Research Reveals Vincent van Gogh’s Artistic Governess
Anna Birnie, daughter of an artist, taught Vincent and his siblings for three years, including lesson on drawing
When Vincent van Gogh was 8 years old, his parents pulled him out of primary school, unhappy with the quality of education he was receiving. The family then hired a governess of Scottish descent, Anna Birnie, to educate Vincent and his siblings. Not much has been known about Birnie, except for her name, Martin Bailey at The Art Newspaper reports. That’s why Ron Dirven, director of the Van Goghhaus in Zundert, the Netherlands, decided to dig into her story.

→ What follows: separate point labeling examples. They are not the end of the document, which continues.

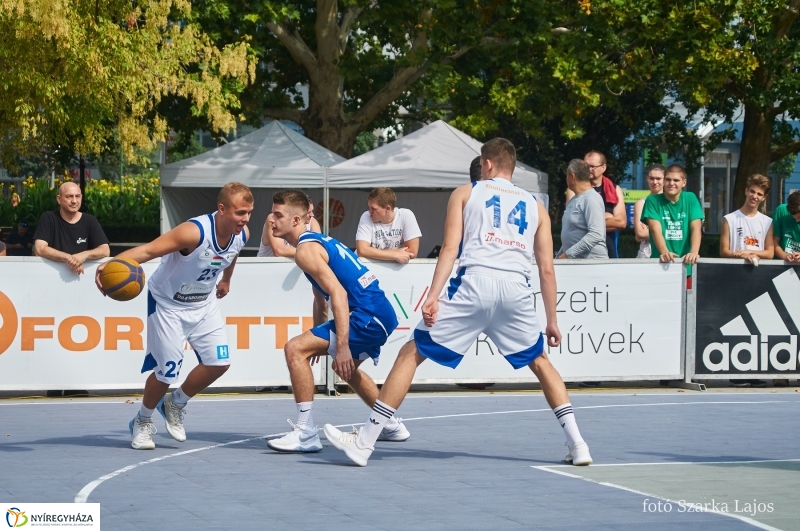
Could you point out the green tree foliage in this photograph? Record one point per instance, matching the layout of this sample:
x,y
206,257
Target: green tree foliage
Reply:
x,y
76,71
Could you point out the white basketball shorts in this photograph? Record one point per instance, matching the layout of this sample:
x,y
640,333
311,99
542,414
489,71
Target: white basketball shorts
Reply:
x,y
169,330
488,301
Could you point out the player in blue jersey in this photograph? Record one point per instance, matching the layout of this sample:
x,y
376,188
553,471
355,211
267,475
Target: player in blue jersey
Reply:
x,y
363,319
497,229
198,260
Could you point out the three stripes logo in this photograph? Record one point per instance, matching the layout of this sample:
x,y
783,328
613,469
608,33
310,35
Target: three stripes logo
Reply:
x,y
769,344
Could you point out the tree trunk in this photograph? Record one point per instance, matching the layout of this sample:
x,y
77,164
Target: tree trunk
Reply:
x,y
755,149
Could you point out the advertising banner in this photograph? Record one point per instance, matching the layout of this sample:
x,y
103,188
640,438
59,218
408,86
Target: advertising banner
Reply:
x,y
747,320
619,320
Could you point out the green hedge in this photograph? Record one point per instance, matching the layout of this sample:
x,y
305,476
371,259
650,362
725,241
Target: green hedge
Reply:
x,y
628,246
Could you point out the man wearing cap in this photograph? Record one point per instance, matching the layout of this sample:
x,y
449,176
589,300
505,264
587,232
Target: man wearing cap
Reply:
x,y
20,242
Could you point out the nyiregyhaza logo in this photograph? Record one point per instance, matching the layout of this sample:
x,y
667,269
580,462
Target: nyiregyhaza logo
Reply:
x,y
768,323
16,517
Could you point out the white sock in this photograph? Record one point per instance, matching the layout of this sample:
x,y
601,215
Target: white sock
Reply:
x,y
566,418
305,417
378,418
179,398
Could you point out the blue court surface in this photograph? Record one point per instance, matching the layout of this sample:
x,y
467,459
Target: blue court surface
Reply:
x,y
664,459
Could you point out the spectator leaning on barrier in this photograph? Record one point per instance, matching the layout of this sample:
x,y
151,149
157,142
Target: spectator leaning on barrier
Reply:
x,y
613,199
747,233
655,181
68,235
385,232
675,219
583,226
786,229
20,242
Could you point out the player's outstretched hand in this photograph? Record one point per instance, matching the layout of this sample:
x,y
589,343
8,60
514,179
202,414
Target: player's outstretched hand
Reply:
x,y
402,256
343,365
429,311
223,288
553,335
75,263
691,258
668,257
97,278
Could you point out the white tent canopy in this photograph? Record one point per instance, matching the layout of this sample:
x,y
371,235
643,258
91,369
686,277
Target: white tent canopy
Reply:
x,y
423,168
268,157
436,156
266,160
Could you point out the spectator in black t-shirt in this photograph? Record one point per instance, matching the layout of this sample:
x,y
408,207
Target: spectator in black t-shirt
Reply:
x,y
20,242
68,235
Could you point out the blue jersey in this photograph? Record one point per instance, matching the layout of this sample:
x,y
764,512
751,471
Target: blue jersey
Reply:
x,y
363,291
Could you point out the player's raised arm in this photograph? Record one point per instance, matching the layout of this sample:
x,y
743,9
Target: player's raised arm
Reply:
x,y
453,233
184,238
312,259
224,285
543,253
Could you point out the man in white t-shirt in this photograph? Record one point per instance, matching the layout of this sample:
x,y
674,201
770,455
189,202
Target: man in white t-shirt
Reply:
x,y
747,233
386,232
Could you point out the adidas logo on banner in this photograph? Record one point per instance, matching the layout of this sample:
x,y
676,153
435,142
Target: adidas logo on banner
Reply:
x,y
768,323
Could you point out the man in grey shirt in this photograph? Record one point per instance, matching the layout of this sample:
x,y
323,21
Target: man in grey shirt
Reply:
x,y
583,226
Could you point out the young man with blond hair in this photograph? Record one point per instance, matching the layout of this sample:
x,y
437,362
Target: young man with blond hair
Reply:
x,y
363,319
198,257
655,181
499,228
747,233
786,229
386,232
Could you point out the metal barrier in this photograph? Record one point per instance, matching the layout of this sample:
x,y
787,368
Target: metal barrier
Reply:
x,y
621,320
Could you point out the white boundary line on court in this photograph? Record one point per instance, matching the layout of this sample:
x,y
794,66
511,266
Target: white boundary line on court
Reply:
x,y
83,401
84,493
756,523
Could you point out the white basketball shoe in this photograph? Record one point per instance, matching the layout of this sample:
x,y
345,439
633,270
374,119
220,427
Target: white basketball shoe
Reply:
x,y
348,443
142,430
301,439
579,455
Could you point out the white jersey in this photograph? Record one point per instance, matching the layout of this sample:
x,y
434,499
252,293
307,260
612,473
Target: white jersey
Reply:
x,y
181,282
500,220
747,233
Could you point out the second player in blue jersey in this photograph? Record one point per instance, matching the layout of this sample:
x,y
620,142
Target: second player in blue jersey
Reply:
x,y
363,319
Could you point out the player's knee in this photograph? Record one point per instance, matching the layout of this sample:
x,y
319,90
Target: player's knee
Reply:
x,y
293,352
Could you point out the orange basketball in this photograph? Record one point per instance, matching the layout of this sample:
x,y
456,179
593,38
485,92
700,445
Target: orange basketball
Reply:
x,y
122,279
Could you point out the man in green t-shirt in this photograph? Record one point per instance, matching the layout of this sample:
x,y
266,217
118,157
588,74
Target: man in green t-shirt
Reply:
x,y
675,220
786,229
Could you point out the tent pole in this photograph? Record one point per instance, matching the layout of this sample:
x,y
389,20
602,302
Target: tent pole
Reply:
x,y
326,216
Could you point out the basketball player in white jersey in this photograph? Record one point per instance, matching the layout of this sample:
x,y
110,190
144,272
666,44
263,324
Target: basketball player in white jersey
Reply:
x,y
500,228
198,260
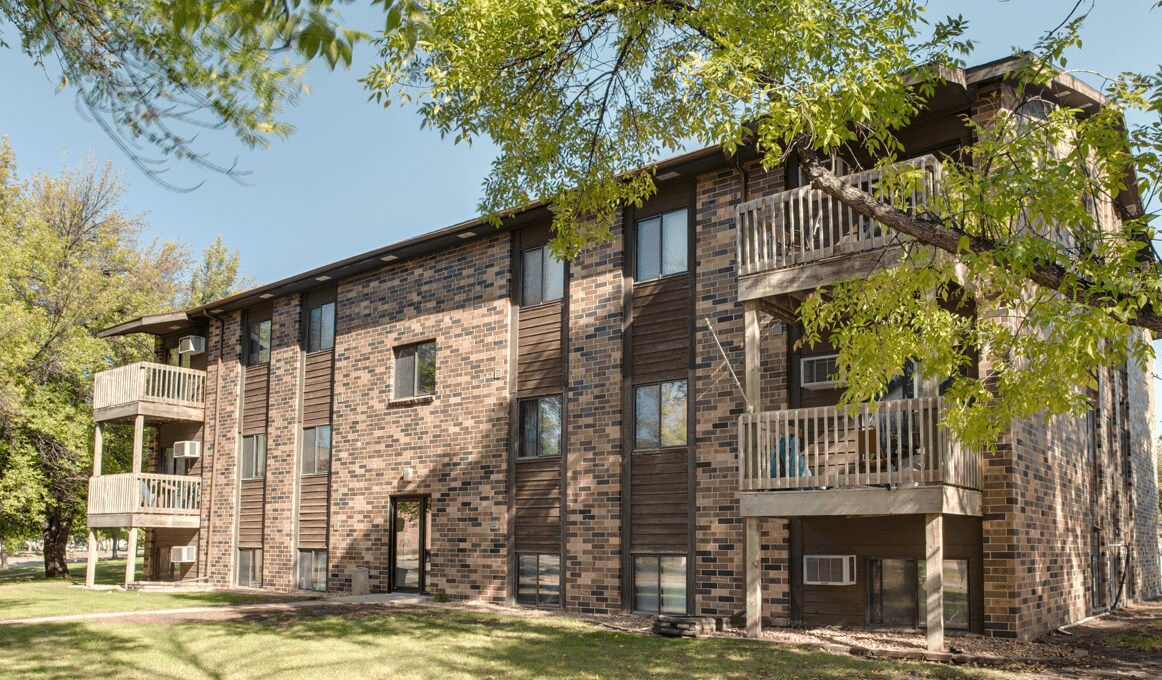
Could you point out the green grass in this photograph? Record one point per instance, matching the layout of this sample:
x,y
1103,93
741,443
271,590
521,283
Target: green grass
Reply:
x,y
432,643
26,593
1147,639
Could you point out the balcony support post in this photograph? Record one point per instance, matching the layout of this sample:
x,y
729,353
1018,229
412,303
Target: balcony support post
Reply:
x,y
753,545
98,452
933,579
753,570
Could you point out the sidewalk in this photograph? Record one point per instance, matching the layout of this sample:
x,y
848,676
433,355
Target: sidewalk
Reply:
x,y
381,599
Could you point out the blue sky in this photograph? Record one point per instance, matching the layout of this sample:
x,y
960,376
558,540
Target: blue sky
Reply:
x,y
365,177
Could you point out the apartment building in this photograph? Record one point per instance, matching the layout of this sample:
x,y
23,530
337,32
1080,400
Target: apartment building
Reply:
x,y
460,413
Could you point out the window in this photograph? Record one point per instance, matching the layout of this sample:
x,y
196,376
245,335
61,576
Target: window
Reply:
x,y
660,415
311,570
538,580
540,427
659,584
259,344
661,245
897,593
250,567
415,371
316,450
253,457
543,277
321,328
955,595
171,465
174,358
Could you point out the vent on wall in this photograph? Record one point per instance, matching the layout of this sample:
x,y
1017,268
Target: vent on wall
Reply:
x,y
829,570
187,450
819,372
192,344
184,553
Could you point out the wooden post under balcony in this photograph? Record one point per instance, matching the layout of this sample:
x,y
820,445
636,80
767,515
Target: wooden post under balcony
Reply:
x,y
752,566
98,451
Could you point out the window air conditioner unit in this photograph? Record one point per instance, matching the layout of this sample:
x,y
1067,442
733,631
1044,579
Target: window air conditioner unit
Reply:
x,y
829,570
184,553
187,450
192,344
818,372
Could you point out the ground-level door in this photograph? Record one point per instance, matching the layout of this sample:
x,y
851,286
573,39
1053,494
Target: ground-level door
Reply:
x,y
409,544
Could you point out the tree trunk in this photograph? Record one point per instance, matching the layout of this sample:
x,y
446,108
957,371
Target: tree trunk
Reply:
x,y
57,530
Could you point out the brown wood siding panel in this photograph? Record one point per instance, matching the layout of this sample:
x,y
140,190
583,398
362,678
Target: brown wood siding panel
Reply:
x,y
537,506
314,510
540,360
316,389
899,536
250,513
255,399
659,506
661,329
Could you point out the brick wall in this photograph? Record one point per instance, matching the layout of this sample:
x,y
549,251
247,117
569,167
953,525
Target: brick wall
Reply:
x,y
593,538
454,443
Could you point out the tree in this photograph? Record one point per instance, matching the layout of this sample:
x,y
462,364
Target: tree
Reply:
x,y
581,97
72,265
217,276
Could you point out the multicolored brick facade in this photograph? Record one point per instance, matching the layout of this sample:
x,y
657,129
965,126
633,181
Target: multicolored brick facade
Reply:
x,y
1054,494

Dirven tracked down one of Anna’s descendants, Birgitte Birnie, who worked in another nearby museum. She, in turn, was able to contact relatives who produced a family album including a photo of the governess. They continued their research, and what emerged were the outlines of Birnie’s story.
As they learned, Birnie’s family had emigrated from Scotland to the Netherlands in the 1700s. She was born in 1844 in Kampen, near Amsterdam. The family owned a carpet factory and a tobacco plantation in East Java. Anna’s father, Steven Birnie, was the Kampen city draftsman and an art tutor between 1827 and 1848. At some point, he began pursuing art full time. Then, in late 1861, he went into an asylum for mental health issues.
Just a few weeks after, Anna Birnie arrived at the van Gogh home, likely referred by Bertha, Vincent’s aunt who ran a boarding house in Kampen. Vincent studied under her until he went away to boarding school in Zevenbergen in October 1864. Bailey reports that Anna stayed on for another three years continuing to teach Vincent’s siblings. She never married or had children. Eventually, she traveled to the family tobacco plantation in Java, where she died in 1917.
“There are several Annas in the family. Before this I'd never established a relationship with the Van Gogh’s governess,” Birnie tells Dutch news outlet BN DeStem.
According to a press release, a note in the diary of Maria van Gogh-Boon, known as “Aunt Mietje,” reveals that Vincent made a surprise drawing for his parent's wedding anniversary in 1863 under the tutelage of Birnie. A couple months later, Vincent drew a barn and farmhouse for his father’s birthday, an impressive piece of juvenilia that still exists (though it is now in a private collection).
There are no accounts or syllabuses of what Anna taught the van Gogh children, but she was hired to give the children singing lessons and teach them Protestant catechism. Her lessons undoubtedly included some art as well. “Anna almost certainly played a significant role in the creation of Vincent’s first sketches,” Dirven tells Bailey.
During the research, Dirven adds, “Anna started to become ‘alive’ and it became clear that the role she played in Vincent’s childhood was much more important than we had presumed.”
It’s hard to say how much Birnie influenced Vincent’s artistic development and style. But having a live-in art teacher certainly didn’t hurt. Beyond Birnie, Vincent’s formal art education was sparse. He had short stints at the art academies in Brussels and Antwerp, but clashed with his teachers. He also studied for three months at a studio in Paris where artists worked from models and received a critique once a week from a teacher.